Package development and source control best practices



Dear all,
I’m hoping to pick the collective brain with regards to source control and r packages/products. In short, my team is developing a slew of r-based products including APIs, shiny dashboards, markdown rapports etc. Many of these rely on internal packages. For products that are consumed in production, we have separate dev, test and prod environments. We use git.

What would be a good design pattern in order to support this, in terms of SCM? Separate branches for each environment, eg to track which code is currently in test, prod, etc. What about package/api versions? Should one use tags? Or keep separate branches for all released versions?

There seems to be many ways to do this. Any insights are appreciated.


JW - what are you using to host these R-based data products?

For RStudio Connect, we've recently written about deployment workflows that use Git

We recommend hosting internal packages in a CRAN-like repository and using versioned releases that your data products can pull in. Connect does this management automatically using packrat, and RStudio Package Manager makes the process of going from internal packages in Git to a CRAN-like repository easy. However, you could also use a similar process for dependency management using packrat on your own, and there are open source options for creating CRAN-like repositories.
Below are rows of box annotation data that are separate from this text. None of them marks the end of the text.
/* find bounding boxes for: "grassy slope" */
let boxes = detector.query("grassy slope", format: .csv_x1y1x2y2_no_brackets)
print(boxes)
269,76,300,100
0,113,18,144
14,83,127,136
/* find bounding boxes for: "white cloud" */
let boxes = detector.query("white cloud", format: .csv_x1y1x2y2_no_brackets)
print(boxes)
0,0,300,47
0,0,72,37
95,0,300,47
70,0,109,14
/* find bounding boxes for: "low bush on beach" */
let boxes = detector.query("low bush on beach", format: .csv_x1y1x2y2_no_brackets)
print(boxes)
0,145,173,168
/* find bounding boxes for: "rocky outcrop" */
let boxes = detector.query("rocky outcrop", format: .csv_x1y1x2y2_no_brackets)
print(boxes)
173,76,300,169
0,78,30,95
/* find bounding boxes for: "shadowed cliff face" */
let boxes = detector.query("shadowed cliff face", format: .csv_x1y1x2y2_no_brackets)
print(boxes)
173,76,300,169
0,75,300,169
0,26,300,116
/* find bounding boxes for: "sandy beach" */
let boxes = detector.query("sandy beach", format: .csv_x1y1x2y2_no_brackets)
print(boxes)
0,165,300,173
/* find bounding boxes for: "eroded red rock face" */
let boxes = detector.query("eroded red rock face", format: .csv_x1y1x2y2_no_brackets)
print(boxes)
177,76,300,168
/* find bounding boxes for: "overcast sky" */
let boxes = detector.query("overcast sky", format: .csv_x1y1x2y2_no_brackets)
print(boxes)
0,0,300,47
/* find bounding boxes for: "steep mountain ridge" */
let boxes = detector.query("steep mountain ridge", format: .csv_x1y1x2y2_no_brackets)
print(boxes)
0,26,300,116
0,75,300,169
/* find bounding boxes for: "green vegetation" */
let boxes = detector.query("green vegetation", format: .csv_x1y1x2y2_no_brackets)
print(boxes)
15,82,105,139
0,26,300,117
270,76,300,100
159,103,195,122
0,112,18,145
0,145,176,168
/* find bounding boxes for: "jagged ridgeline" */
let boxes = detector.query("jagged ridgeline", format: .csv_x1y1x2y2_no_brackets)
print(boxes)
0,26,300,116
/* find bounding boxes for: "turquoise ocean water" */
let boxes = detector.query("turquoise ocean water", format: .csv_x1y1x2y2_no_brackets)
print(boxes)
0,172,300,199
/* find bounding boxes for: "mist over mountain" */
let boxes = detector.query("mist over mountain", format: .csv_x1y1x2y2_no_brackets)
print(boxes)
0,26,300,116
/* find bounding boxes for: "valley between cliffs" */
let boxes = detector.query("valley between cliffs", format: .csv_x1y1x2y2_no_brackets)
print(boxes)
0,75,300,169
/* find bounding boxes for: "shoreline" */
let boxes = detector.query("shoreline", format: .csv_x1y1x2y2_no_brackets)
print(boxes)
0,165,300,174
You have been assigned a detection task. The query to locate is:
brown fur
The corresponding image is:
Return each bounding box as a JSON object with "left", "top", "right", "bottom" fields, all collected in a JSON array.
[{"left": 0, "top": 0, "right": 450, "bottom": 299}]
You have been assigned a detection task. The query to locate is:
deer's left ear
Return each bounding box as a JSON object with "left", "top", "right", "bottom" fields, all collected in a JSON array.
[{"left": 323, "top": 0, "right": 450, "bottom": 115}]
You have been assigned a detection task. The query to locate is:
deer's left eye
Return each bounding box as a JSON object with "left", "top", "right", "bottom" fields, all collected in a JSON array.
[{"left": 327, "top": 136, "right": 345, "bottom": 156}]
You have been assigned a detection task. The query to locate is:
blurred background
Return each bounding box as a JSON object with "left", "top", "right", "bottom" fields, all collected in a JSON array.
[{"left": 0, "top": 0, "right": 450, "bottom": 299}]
What do you mean by API versions? Are you referring to R functions hosted as APIs, e.g. using the plumber package? Typically in this case the versioning is done in the path; e.g. /v1/model or /latest/model. In Connect the path can be controlled and updated using a vanity URL, alternatively you could use a filter in plumber, or even a proxy like nginx, to direct requests to appropriate model versions.


Thanks for following up on this.
Since I wrote the original post, we've landed on this setup, which may be helpful to others

  • Packages are delivered from RSPM, using a version numbering scheme that allows for stable production packages, as well as test and development versions. This was not easily done before using a CRAN-like repo.

  • APIs are delivered through Connect/Plumber with versioning through the path, just as Sean mentioned above. This allows decoupling of frontends from the latest API-version, allowing us to do minor non-interface-breaking updates without having to annoy the frontend teams.

  • R-codebase is held in git branches, one brach for each segment in the prodution chain (DEV -> TEST -> PROD). Tags are used for versioning.

This setup seems robust. Some drawbacks compared to a docker-based setup vs. Connect is, that we can control linux OS dependencies, which could be a problem down the road. Right now, we're trying to work around packages with system dependencies, but that can be challenging.